Creating new variables

When given a data set to analyse, you should always ask yourself whether the variables are the most useful ones to analyse. Sometimes a simple transformation provides a variable whose values are more meaningful or highlight a different aspect of the data. This is most easily illustrated with some examples.

European population

Our first example shows the populations (millions) of all European countries in 2012 and their land areas (thousand km2).
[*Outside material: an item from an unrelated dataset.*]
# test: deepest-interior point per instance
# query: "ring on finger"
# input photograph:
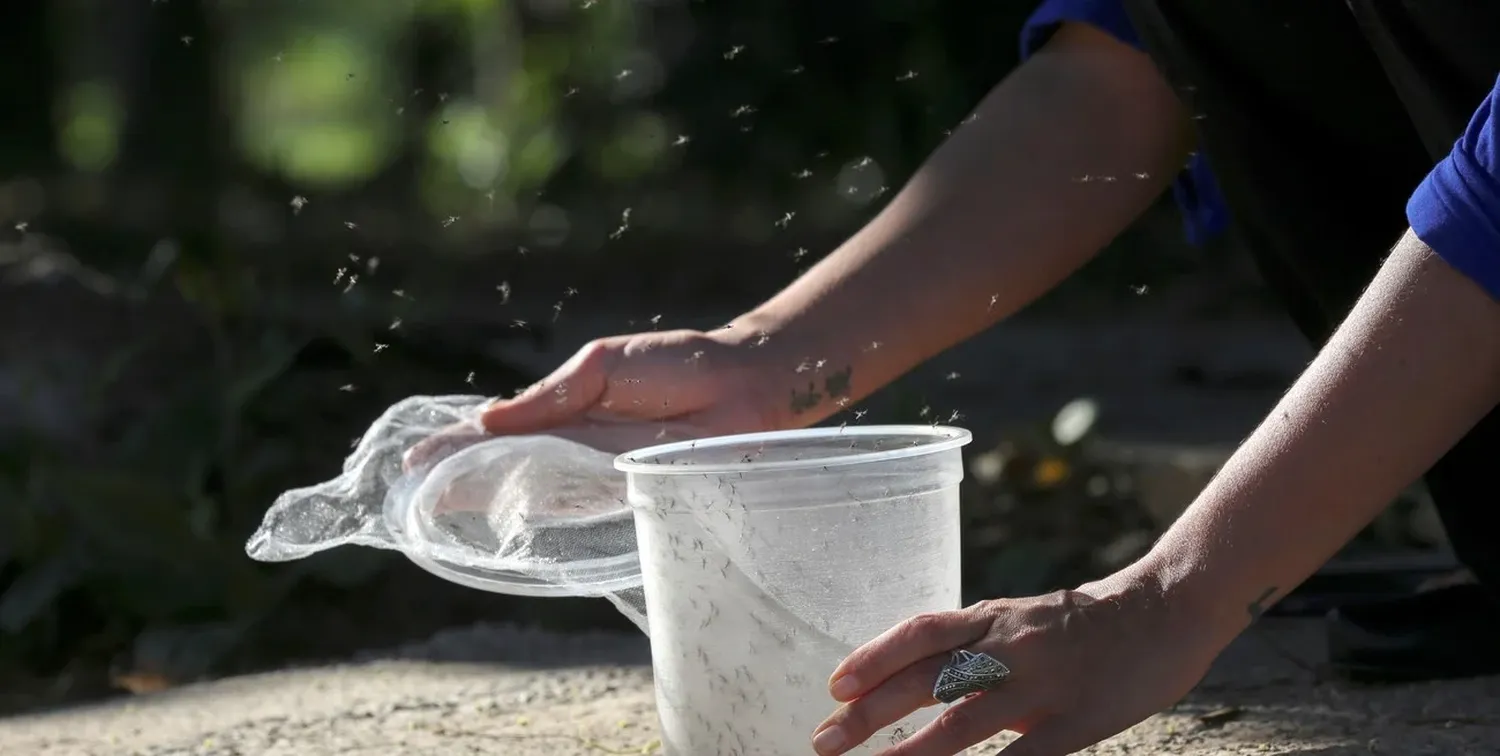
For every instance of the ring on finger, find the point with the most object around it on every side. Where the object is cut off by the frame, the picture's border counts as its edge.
(968, 674)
Select Population and Area from the pop-up menu to display these variables on the European map with different colours. These colours represent different aspects of the 'sizes' of the countries and add little to the map. It is more interesting to examine population density, defined by:

Density   =   Population   × 1000
Area

Select Density from the pop-up menu to display its distribution.

African calorie intake

An African example shows the calorie intake (calories per capita per day) of African countries in 2004 and 2009.
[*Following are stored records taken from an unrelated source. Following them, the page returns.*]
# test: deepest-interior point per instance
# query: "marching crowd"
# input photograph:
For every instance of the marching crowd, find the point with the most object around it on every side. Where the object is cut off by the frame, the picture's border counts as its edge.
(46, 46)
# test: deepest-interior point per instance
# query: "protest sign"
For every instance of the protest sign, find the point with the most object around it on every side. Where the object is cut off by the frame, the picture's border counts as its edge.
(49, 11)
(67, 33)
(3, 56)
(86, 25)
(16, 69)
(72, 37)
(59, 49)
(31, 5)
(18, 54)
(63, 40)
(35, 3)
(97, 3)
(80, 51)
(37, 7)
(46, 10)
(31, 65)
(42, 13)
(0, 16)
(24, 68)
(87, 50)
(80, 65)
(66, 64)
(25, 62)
Select 2004 cals and 2009 cals from the pop-up menu. The maps highlight are effective at highlighting the parts of Africa with worst nutrition. However these two maps do not show well the changes in nutrition between 2004 and 2009. The percentage change in calorie intake can be defined by:

%Increase   =   100  ×   2009 calories − 2004 calories
2004 calories

Select %Increase from the pop-up menu to see which regions of Africa had increases or decreases in their calorie intake.

Other examples

The Gross Domestic Product (GDP) of countries is often reported. It is usually more meaningful to divide by the population size to obtain the GDP per capita.

When the values of imports or exports are reported over a series of years, it is usual to take account of inflation by dividing by a price index (e.g. the consumer price index).

Always think carefully about the variables you have been given. Are they accurate? Are there other variables that would be more informative?